Taken In By A Dream


For in hope we were saved. Now hope that is seen is not hope. For who hopes for what is seen? 

Romans 8: 24 (NRSV)

Have you ever been the target of a telephone or email scam? You know, the ones that promise you a trip, windfall, or some other outlandish reward in exchange for private information or a sum of money. Have you ever been fooled by one? 
Maybe not. Maybe the deception is just too glaring. After all, if it sounds too good to be true, it usually is. 

I like to think I know when I’m being scammed. It’s important for me to know, because I strive to be street smart and shrewd.
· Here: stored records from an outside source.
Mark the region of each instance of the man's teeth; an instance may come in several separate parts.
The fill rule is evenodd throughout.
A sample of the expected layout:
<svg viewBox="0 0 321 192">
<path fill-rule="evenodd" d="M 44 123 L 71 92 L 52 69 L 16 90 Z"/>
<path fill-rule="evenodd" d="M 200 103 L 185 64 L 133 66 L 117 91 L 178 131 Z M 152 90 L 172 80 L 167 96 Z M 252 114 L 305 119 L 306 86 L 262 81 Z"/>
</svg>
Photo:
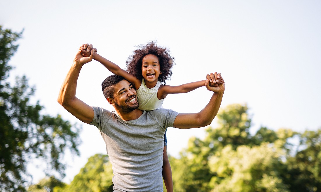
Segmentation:
<svg viewBox="0 0 321 192">
<path fill-rule="evenodd" d="M 135 100 L 135 98 L 133 98 L 132 99 L 131 99 L 130 100 L 128 101 L 127 101 L 127 102 L 128 102 L 130 103 L 130 102 L 132 102 L 133 101 L 134 101 L 134 100 Z"/>
</svg>

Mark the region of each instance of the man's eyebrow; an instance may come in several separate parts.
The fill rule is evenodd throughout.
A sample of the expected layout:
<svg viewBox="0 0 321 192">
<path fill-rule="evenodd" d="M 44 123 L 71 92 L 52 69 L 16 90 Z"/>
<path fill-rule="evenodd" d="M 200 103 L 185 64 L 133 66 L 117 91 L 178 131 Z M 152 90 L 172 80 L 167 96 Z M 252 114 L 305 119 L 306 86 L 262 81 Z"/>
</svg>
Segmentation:
<svg viewBox="0 0 321 192">
<path fill-rule="evenodd" d="M 125 88 L 123 88 L 122 89 L 121 89 L 120 90 L 119 90 L 119 91 L 118 91 L 118 92 L 119 93 L 119 92 L 121 92 L 121 91 L 123 91 L 123 90 L 125 90 Z"/>
<path fill-rule="evenodd" d="M 128 86 L 130 87 L 131 87 L 132 86 L 133 86 L 133 84 L 129 84 L 129 85 L 128 85 Z M 122 89 L 121 89 L 120 90 L 119 90 L 119 91 L 118 91 L 118 92 L 119 93 L 119 92 L 121 92 L 121 91 L 123 91 L 123 90 L 125 90 L 125 89 L 126 89 L 126 88 L 125 88 L 124 87 L 124 88 L 123 88 Z"/>
</svg>

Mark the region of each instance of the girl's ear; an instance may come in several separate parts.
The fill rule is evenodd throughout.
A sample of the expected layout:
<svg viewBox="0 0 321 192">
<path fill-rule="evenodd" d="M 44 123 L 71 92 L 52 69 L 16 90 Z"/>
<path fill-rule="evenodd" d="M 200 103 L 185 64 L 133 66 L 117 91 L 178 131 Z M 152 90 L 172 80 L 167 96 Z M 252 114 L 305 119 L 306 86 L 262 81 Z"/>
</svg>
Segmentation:
<svg viewBox="0 0 321 192">
<path fill-rule="evenodd" d="M 112 105 L 115 105 L 115 103 L 114 102 L 114 99 L 111 97 L 108 97 L 107 100 L 109 104 Z"/>
</svg>

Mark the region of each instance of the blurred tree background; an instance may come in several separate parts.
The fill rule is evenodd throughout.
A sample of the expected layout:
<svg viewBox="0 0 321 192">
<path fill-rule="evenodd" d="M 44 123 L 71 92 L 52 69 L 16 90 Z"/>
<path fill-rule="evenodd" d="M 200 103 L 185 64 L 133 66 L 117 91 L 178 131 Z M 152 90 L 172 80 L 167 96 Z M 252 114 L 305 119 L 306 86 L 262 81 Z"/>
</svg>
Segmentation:
<svg viewBox="0 0 321 192">
<path fill-rule="evenodd" d="M 190 138 L 178 158 L 169 157 L 174 191 L 321 191 L 321 129 L 261 127 L 251 135 L 248 111 L 239 104 L 221 109 L 217 127 L 208 127 L 204 139 Z M 96 154 L 70 185 L 52 191 L 112 191 L 112 176 L 108 156 Z M 50 187 L 44 183 L 39 188 Z"/>
<path fill-rule="evenodd" d="M 0 191 L 112 191 L 107 155 L 90 158 L 70 184 L 59 180 L 64 152 L 79 154 L 80 128 L 42 115 L 39 102 L 30 103 L 34 89 L 25 76 L 9 82 L 8 62 L 22 34 L 0 26 Z M 216 118 L 204 139 L 190 138 L 178 157 L 169 157 L 175 191 L 321 191 L 321 129 L 261 127 L 251 134 L 246 105 L 221 109 Z M 31 185 L 26 166 L 36 158 L 47 164 L 47 176 Z"/>
<path fill-rule="evenodd" d="M 8 62 L 18 49 L 16 42 L 22 34 L 0 25 L 1 191 L 25 191 L 31 177 L 27 165 L 35 158 L 47 164 L 43 170 L 46 175 L 62 178 L 65 165 L 61 160 L 65 149 L 72 155 L 79 154 L 80 127 L 72 125 L 59 115 L 43 114 L 43 107 L 39 101 L 30 103 L 35 89 L 28 85 L 25 76 L 16 77 L 13 85 L 8 79 L 13 68 Z M 52 184 L 60 185 L 58 180 L 53 180 Z"/>
</svg>

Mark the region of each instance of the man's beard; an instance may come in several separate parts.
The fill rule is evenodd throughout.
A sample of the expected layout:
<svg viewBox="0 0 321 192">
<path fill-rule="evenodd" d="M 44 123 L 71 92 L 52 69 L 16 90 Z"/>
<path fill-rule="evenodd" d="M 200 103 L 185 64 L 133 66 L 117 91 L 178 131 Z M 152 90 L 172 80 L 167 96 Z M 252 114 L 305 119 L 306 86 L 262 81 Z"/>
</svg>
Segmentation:
<svg viewBox="0 0 321 192">
<path fill-rule="evenodd" d="M 131 99 L 132 98 L 127 100 Z M 139 106 L 139 104 L 138 104 L 138 102 L 136 103 L 133 105 L 126 105 L 121 106 L 117 102 L 115 102 L 115 105 L 122 109 L 123 111 L 124 112 L 130 112 L 137 109 Z"/>
</svg>

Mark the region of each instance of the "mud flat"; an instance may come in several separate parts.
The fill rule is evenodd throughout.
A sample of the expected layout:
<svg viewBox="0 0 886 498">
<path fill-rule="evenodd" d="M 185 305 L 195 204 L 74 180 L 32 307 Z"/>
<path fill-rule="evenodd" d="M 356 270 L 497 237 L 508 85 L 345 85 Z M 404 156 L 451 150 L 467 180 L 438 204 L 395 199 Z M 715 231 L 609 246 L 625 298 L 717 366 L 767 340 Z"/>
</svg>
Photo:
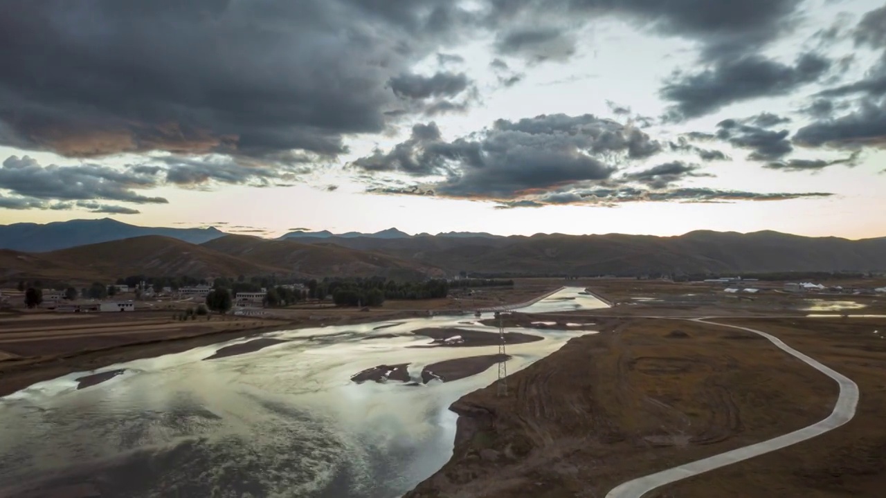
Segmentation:
<svg viewBox="0 0 886 498">
<path fill-rule="evenodd" d="M 427 384 L 433 379 L 452 382 L 482 373 L 499 362 L 509 359 L 510 356 L 507 354 L 484 354 L 439 362 L 424 367 L 422 370 L 422 382 Z"/>
<path fill-rule="evenodd" d="M 873 331 L 883 330 L 882 320 L 817 322 L 746 321 L 855 380 L 863 400 L 856 418 L 656 496 L 880 495 L 886 341 Z M 632 479 L 830 414 L 832 379 L 769 341 L 738 335 L 712 324 L 624 319 L 615 333 L 573 338 L 509 376 L 509 396 L 497 397 L 494 384 L 455 401 L 453 457 L 404 498 L 604 496 Z"/>
<path fill-rule="evenodd" d="M 465 329 L 444 328 L 444 329 L 419 329 L 413 331 L 417 336 L 424 336 L 434 339 L 434 342 L 428 346 L 414 347 L 470 347 L 476 346 L 495 346 L 501 340 L 498 332 L 484 332 L 481 331 L 469 331 Z M 461 337 L 461 341 L 445 342 L 447 339 Z M 541 336 L 523 334 L 520 332 L 505 332 L 504 340 L 506 344 L 524 344 L 526 342 L 535 342 L 544 340 Z"/>
<path fill-rule="evenodd" d="M 369 380 L 373 382 L 387 382 L 388 380 L 409 382 L 408 366 L 409 363 L 400 363 L 399 365 L 378 365 L 377 367 L 366 369 L 365 370 L 354 375 L 351 377 L 351 381 L 356 382 L 357 384 L 362 384 Z"/>
<path fill-rule="evenodd" d="M 283 344 L 284 342 L 289 341 L 279 338 L 257 338 L 240 344 L 226 346 L 225 347 L 216 351 L 215 354 L 204 358 L 204 360 L 217 360 L 219 358 L 227 358 L 228 356 L 237 356 L 237 354 L 255 353 L 256 351 L 264 349 L 268 346 Z"/>
<path fill-rule="evenodd" d="M 111 380 L 112 378 L 119 375 L 121 375 L 125 371 L 126 369 L 119 369 L 116 370 L 109 370 L 106 372 L 88 375 L 85 377 L 78 377 L 74 380 L 80 383 L 77 385 L 77 389 L 85 389 L 87 387 L 101 384 L 106 380 Z"/>
</svg>

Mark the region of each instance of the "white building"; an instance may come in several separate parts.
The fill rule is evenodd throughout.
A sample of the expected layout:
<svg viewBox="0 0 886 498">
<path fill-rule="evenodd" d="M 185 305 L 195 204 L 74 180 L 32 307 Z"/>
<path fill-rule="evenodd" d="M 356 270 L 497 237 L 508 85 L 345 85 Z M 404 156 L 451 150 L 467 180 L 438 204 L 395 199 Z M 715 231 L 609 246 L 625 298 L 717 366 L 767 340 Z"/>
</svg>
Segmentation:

I’m a natural skeptic, and I try to think critically and judiciously to avoid being taken in by anything too incredible.

Ironically, though, I still cling to the Gospel message, which is the most incredible thing I’ve ever heard. The more I think on it, the more extraordinary it becomes. 

Christ preached love, compassion, welcome, and forgiveness only to be betrayed and killed. Yet He forgave His tormentors and overcame their underlying darkness through the triumph of the Resurrection. 

He continues to forgive and overcome even now. That is the most unfathomable part. 

You see, in some seasons, I question all this. When my life is overrun with grief or strain. When the world news shows suffering, contention, and ugliness. When nonbelievers around me scoff at my affection for what they perceive to be an anachronism—my faith in a relic of a bygone era. 

During times like these, I confess, I often look into my spiritual inbox, see the subject line “OFFER” blinking at me with its promise of grace and redemption for everyone, and I ask, “Have I been taken in?”

This world just doesn’t look like the kind of place that’s had grace and redemption offered to it. I don’t always look like that either. Has it all been too good to be true?

In one of the most dramatic scenes in C.S. Lewis’s classic story The Silver Chair, the antagonist attempts to bewitch the book’s heroes into believing everything in the bright world they know, including the great Aslan, is only a dream. The pessimistic, yet faithful Puddleglum replies: 

Suppose we have only dreamed, or made up, all these things--trees and grass and sun and moon and stars and Aslan himself. Suppose we have. Then all I can say is that in that case, the made up things seem a good deal more important than the real ones. Suppose this black pit of a kingdom of yours is the only world. Well, it strikes me as a pretty poor one. And that's a funny thing... Four babies playing a game can make a play-world which licks your real world hollow.*

The fact is, God is ever invisible, and I wouldn’t have a clue how to prove Him in a black and white sense. When I look around or even inside, I don’t always see the evidence of His touch. I often see a world that treats Him as a notion at best. 
Yet the notion that Scripture and prayer have revealed to me are far from unreal. In them, I’ve discovered a Father who has all the attentiveness and faithfulness I missed with my earthly father. In them, I’ve seen Christ, a perfect example of self-sacrificing love and mercy that is mirrored in only the strongest and realest relationships I’ve known.
I’ve seen this notion inspire chronically closed hearts to open, accept, and give. This notion drives people out of their self-absorption and into frank and caring relationships with one another. And throughout the life of the Church, this notion has led very fallible men and women to serve in strange, dangerous environments, even at the price of their own lives. 
The hope of the Gospel is so pure, so intense that it does indeed make the real world seem hollow. Have we been taken in by a dream to cling to this hope? 
I believe the answer is, “Yes.” It’s a beautiful, life-giving dream that we are each anointed to realize every single day. 


*Lewis, C. S. (2005). The silver chair. New York, NY: HarperCollins.